For sources, have a look at QuadraSID (http://refx.com/?page=products/quadrasid/summary), which is a softsynth that would work in any VSTi compatible host (such as the aforementioned Repear, amongst others) and is based on the SID chip in the Commodore 64 - you can't get much more gamey than that!

Otherwise, samples can be sequenced in a tracker, or in a DAW. Or you can layer samples, lines from the SID and other analog synth VSTis to produce your music.

After that, you'll mix-down/render the music into a distributable file. If it sounded 16-bit and gamey before the mix-down, it will do so afterwards too, even if you mixdown to .ogg, or you choose .mp3s, or whatever.

HTH...
posted by benzo8 at 1:29 AM on August 17, 2009 [1 favorite]


Best answer: A good source for opensourced samples is freesound. There is tons of material to wade through, but you may be able to find some retro samples you will like.
posted by sundri at 2:35 AM on August 17, 2009


Have a look at the sample used by chiptunes and SIDs, such as those found in Aminet or HVSC.
posted by XiBe at 3:20 AM on August 17, 2009


Best answer: Ah! You have chosen a righteous path to bit-wise enlightenment, young apprentice!

Download the original Soundtracker ST-disks from Aminet. These contain the original samples used by an eternal armada of tracker musicians, in music disks, demos and computer games during the eons of 16 bit dynasty rule.

Each disks contain perhaps as much as 1.44 megabytes of deliciously noisy, grainy 8 bit samples. Beats, drums, percussion, synths, bass, chords, even a few guitar and orchestra stabs for the lucky explorer. The lower the ST number, the more famous the sounds.

You might need to tune them individually or globally towards the nazi regime of modern production frequencies, but such was indeed the true challenge of the ninja trackster.

Now go!
posted by gmm at 4:46 AM on August 17, 2009 [2 favorites]

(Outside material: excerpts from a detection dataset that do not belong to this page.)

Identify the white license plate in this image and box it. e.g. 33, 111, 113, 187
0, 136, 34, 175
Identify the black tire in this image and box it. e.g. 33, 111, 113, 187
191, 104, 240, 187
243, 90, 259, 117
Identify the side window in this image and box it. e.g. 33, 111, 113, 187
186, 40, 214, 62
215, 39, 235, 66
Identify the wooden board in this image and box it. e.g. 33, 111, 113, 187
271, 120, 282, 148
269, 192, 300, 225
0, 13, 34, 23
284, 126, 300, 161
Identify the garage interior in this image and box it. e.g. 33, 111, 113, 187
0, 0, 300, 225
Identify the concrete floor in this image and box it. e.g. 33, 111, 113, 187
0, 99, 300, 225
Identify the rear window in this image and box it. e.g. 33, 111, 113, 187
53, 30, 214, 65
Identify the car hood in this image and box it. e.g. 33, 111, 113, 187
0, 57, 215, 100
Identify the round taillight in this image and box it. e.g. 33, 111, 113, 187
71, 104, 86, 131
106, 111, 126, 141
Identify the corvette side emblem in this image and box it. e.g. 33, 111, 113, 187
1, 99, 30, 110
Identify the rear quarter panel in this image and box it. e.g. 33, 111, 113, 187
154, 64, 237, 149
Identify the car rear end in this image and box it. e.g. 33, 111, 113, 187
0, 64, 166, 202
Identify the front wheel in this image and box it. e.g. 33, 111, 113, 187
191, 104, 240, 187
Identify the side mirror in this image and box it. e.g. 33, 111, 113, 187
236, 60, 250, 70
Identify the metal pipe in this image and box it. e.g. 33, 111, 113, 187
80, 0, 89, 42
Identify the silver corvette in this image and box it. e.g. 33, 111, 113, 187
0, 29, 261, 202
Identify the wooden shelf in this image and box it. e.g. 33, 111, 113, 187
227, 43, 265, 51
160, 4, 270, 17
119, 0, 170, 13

its supported music formats are OGG - which is nice, but too heavyweight for the kind of retro feel I want

An audio track's encoding doesn't affect the sound or feel of what is in it; it is the samples, synthesizers, production, and so on, that you put into the track that do. If you put 8-bit samples into a high-fidelity format, it will sound exactly like what you put into it (which I take as an advantage).
posted by advil at 7:20 AM on August 17, 2009


Response by poster: Thanks for the quick answers - I think I've found something that'll work. I'll put the results up on MeFi Music later on, once I've got a song.